Partial differential equation with conditions

[selzer9]

I'm not sure how to solve this:

du/dt = 3 \frac{d^{2}u}{dx^{2}}

These are the conditions:
u(0,t)= -1
u(pi,t)= 1
u(x,0) = -cos 7x

Suggestion:
I should use steady state solution to get a homogeneous initial condition.

Starting with separtion of variables

u(x,t) = G(x)H(t)

And du/dt = GH' and d^2u/dx^2 = G"H

So GH'= c^2 G"H

and H'/(c^2)H = G"/G

Then H'/(c^2)H = k = G"/G

thus H' - (c^2)Hk = 0 and G" - Gk = 0.

Once here how do I make sure u(x,t) follows the conditions?

 

[LCKurtz]

I'm not sure how to solve this:

du/dt = 3 \frac{d^{2}u}{dx^{2}}

These are the conditions:
u(0,t)= -1
u(pi,t)= 1
u(x,0) = -cos 7x

Suggestion:
I should use steady state solution to get a homogeneous initial condition.

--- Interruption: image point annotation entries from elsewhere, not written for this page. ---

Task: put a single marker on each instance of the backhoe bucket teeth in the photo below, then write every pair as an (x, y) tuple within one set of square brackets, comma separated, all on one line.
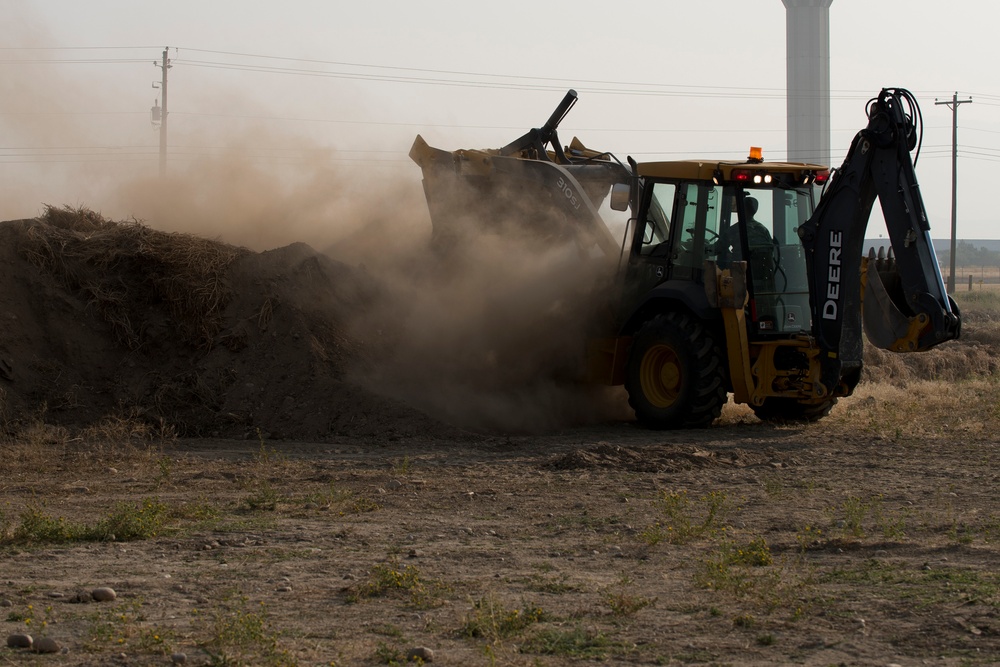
[(886, 323)]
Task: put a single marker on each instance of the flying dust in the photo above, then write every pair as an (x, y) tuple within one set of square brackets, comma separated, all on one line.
[(489, 336)]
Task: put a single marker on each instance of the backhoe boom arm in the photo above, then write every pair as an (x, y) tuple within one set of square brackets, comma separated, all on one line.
[(878, 164)]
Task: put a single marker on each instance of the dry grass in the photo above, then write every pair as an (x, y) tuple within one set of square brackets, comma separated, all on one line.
[(121, 439), (122, 268)]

Starting with separtion of variables

u(x,t) = G(x)H(t)

And du/dt = GH' and d^2u/dx^2 = G"H

So GH'= c^2 G"H

and H'/(c^2)H = G"/G

Then H'/(c^2)H = k = G"/G

thus H' - (c^2)Hk = 0 and G" - Gk = 0.

Once here how do I make sure u(x,t) follows the conditions?

I wouldn't start it that way. You need to make the boundary conditions homogeneous before you separate the variables. I would start with the substitution$$
u(x,t) = v(x,t) + \Psi(x)$$ Substituting that into your system gives$$
v_t = 3v_{xx}+3\Psi''(x)$$ $$
v(0,t) + \Psi(0)= -1$$ $$
v(\pi, t) +\Psi(\pi) = 1$$ $$
v(x,0) + \Psi(x) = -\cos x$$
Now if you let $3\Psi''(x) = 0,\, \Psi(0) = -1,\, \Psi(\pi)= 1$, you can solve for $\Psi(x)$ and you are left with the homogeneous system$$
v_t = 3v_{xx}$$ $$
v(0,t) = 0$$ $$
v(\pi, t) = 0$$ $$
v(x,0) = -\cos x-\Psi(x)$$Solve this system in the usual way with separation of variables. Once you know $v(x,t)$, your solution will be $u(x,t)=v(x,t)+\Psi(x)$.